Which causes it to load the plugin from /home/david/cloudshell_open/tp/plugin-name which we as an attacker can easily inject code into by tricking the user into cloning a repository. But, this requires knowing the exact path to where our repository is cloned! But, this is Cloud Shell–we know it will be cloned into ~/cloudshell_open. So as an attacker, we just have to guess the victim’s username. We can easily work around this by just defining 10,000 plugins, one for each of the ten thousand most common first names.

So our final attack here just has the user clone a repository and open a TypeScript file, which triggers TSServer to load a custom plugin that was also defined in the cloned repository.
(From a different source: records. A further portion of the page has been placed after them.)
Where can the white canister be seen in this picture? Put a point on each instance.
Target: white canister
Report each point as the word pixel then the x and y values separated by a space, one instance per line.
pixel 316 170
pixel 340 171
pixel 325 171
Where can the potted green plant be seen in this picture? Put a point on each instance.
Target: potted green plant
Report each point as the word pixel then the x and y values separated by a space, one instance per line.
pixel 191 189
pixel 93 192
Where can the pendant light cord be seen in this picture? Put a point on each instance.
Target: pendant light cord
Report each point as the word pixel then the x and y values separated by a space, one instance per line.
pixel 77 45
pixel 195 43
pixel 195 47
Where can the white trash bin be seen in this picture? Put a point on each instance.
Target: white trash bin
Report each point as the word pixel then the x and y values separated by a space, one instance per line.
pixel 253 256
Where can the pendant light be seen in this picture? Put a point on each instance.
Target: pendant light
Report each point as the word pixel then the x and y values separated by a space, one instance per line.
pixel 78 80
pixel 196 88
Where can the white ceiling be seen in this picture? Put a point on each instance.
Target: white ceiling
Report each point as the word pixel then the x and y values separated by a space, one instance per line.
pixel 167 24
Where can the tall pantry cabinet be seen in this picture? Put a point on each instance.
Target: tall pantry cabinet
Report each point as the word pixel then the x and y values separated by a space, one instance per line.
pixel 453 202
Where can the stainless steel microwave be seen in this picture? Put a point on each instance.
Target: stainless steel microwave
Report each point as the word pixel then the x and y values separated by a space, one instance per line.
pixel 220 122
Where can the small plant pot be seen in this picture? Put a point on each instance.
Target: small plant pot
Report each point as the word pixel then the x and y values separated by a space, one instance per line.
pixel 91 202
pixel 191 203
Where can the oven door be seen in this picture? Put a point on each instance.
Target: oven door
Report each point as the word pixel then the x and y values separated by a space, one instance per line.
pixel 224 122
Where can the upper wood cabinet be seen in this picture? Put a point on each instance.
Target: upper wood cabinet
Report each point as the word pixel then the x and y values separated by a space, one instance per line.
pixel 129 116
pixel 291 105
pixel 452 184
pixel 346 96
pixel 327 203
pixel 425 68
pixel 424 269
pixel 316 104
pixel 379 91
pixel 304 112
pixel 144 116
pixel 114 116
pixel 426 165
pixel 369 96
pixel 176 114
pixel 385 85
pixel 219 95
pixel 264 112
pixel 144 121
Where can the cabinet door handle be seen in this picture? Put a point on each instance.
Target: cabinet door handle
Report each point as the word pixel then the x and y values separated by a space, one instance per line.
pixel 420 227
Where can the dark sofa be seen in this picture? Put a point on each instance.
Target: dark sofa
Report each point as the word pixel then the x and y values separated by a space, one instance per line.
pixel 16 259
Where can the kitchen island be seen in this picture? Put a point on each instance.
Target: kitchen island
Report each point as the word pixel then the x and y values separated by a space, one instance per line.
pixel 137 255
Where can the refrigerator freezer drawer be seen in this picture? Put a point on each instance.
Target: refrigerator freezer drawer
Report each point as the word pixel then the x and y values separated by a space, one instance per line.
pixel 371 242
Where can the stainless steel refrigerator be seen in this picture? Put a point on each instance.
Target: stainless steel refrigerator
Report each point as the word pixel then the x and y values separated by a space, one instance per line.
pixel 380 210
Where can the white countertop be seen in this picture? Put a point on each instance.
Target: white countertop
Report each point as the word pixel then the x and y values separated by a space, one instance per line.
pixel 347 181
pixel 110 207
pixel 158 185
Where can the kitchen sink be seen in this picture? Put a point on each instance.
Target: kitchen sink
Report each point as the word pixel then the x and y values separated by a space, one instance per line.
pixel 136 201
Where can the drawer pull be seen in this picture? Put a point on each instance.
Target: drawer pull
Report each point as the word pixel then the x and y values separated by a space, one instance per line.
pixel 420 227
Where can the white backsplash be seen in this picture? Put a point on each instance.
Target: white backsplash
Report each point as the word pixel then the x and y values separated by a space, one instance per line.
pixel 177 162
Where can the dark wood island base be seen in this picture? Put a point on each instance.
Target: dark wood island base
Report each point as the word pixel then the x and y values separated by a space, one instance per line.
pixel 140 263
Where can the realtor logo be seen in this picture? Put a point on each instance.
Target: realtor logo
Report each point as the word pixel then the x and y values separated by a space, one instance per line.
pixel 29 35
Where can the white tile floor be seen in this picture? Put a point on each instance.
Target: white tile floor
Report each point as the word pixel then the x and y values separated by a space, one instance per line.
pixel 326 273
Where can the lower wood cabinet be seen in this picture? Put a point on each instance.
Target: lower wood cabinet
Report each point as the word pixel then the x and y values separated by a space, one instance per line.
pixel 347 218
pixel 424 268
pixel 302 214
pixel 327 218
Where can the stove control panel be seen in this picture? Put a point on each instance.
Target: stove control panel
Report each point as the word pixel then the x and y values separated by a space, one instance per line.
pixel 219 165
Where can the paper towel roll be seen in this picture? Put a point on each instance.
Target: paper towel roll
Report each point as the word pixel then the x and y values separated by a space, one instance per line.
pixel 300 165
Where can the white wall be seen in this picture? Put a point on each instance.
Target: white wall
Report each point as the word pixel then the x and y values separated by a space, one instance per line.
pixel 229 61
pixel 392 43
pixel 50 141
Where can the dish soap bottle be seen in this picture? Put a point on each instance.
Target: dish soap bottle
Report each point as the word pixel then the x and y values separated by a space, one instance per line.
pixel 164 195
Our final link to exploit this ends up being:

https://ssh.cloud.google.com/cloudshell/editor?cloudshell_git_repo=https://github.com/ddworken/tp&cloudshell_open_in_editor=app/t.ts

Git Cloned, Go

Google Cloud Run allows users to deploy containers to Google Cloud and have them automatically scale as necessary. One key feature of Cloud Run is the Cloud Run Button, which allows people to create links that when clicked will guide a user through deploying an app to Cloud Run. This is built on top of Cloud Shell, so a Cloud Run Button is simply a link to something like:

https://ssh.cloud.google.com/cloudshell/editor?cloudshell_git_repo=https://github.com/user/project&cloudshell_image=gcr.io/cloudrun/button&shellonly=true

This creates a Cloud Shell instance using the special docker image gcr.io/cloudrun/button. When run, it will clone that repository into the user’s home directory, and then start guiding them through deploying it.
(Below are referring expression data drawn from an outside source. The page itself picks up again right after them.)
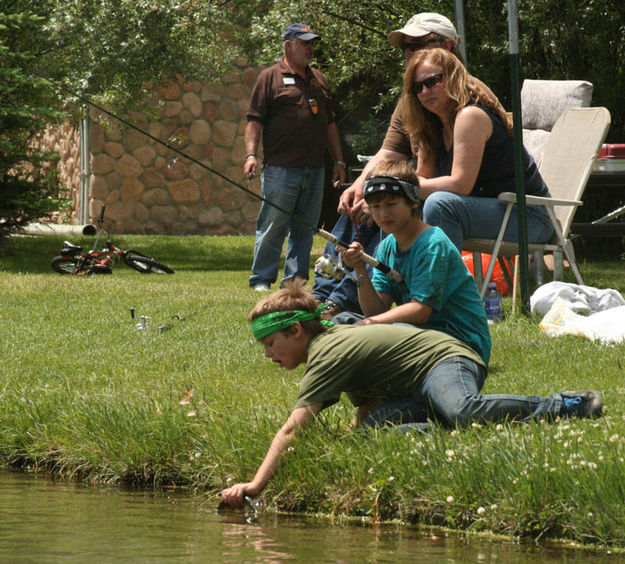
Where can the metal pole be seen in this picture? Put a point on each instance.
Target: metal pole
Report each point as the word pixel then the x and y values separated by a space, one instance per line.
pixel 461 30
pixel 513 37
pixel 85 169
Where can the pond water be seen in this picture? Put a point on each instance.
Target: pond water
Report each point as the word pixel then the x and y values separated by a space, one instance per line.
pixel 45 521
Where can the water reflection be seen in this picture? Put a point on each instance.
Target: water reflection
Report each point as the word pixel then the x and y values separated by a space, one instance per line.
pixel 45 521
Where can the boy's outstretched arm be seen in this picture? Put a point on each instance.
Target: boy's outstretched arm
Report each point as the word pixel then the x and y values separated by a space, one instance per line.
pixel 298 418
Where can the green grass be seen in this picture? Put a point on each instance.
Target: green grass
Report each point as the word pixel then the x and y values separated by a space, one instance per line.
pixel 85 395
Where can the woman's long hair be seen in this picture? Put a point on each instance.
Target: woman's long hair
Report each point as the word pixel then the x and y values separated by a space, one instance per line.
pixel 461 87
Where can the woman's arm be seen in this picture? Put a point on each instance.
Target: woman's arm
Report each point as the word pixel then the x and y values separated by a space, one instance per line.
pixel 471 130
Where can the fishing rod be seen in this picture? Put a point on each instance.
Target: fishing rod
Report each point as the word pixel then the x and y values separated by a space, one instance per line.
pixel 395 275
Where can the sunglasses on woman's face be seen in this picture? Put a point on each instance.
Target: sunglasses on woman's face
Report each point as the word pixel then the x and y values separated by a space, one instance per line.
pixel 430 82
pixel 420 44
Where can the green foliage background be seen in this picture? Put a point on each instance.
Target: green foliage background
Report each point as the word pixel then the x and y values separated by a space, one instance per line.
pixel 112 50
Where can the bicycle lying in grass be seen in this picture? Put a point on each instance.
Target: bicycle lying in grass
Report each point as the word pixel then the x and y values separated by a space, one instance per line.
pixel 73 260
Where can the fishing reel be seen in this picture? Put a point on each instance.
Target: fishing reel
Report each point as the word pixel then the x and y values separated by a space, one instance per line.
pixel 328 267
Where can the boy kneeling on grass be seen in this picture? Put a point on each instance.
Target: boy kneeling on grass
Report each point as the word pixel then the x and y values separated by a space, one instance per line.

While at first glance this seems secure, if we look at $PATH we see:

/home/david/gopath/bin:/google/gopath/bin:/home/david/.gems/bin:/usr/local/go/bin:/opt/gradle/bin:/opt/maven/bin:/google/google-cloud-sdk/bin:/usr/local/sbin:/usr/local/bin:/usr/sbin:/usr/bin:/sbin:/bin:/usr/local/nvm/versions/node/v10.14.2/bin:/google/go_appengine:/google/google_appengine:/google/migrate/anthos/

Notably, ~/gopath/bin/ is the first thing in $PATH. This means that if we can place a binary in ~/gopath/bin/ we have code execution because we could swap out something like ls for our own malicious ls that steals user credentials. But, cloud run attempts to defend against this by checking whether the cloned directory collides with $PATH:

	cloneDir, err := handleRepo(repo)
	end(err == nil)
	if err != nil {
		return err
	}

	if ok, err := hasSubDirsInPATH(cloneDir); err != nil {
		return fmt.Errorf("failed to determine if clone dir has subdirectories in PATH: %v", err)
	} else if ok {
		return fmt.Errorf("cloning git repo to %s could potentially add executable files to PATH", cloneDir)
	}

But, this is actually not a complete fix for this bug because they clone the repository, and then check if it placed any files in the path. If it did, they simply crash with a warning. This leaves the user’s Cloud Shell machine in a dangerous state since the cloned repository is still on the disk and could still contain malicious binaries. So if the user ran any command (ie ls since they were confused about the error message) or even opened a new Cloud Shell instance (since the contents of ~/ persist for some period of time), this would lead to code execution. The final exploit for this vulnerability required clicking a link that looked like:

https://ssh.cloud.google.com/cloudshell/editor?cloudshell_git_repo=https://github.com/ddworken/gopath.git&cloudshell_image=gcr.io/cloudrun/button&shellonly=true

Then confirming they were okay cloning the repository, and then running any command after the crash.

Conclusion

Hopefully this blog post encourages other people to get out there and give bug bounties a shot. It was a lot of fun to work with Google on these bugs and it was really interesting to get the chance to dig deep into one product.

What ended up making this so interesting from a security perspective is that Cloud Shell’s threat model did not match the threat model of the software it was built on. Most IDEs seem to operate under the assumption that if a user opens a project in their IDE, they trust the project. But, Cloud Shell exposes an easy way to trick a user into opening a potentially untrusted project in a very privileged environment. This mismatch plus the fact that Cloud Shell is built on top of lots of open-source software leads to some fun bugs.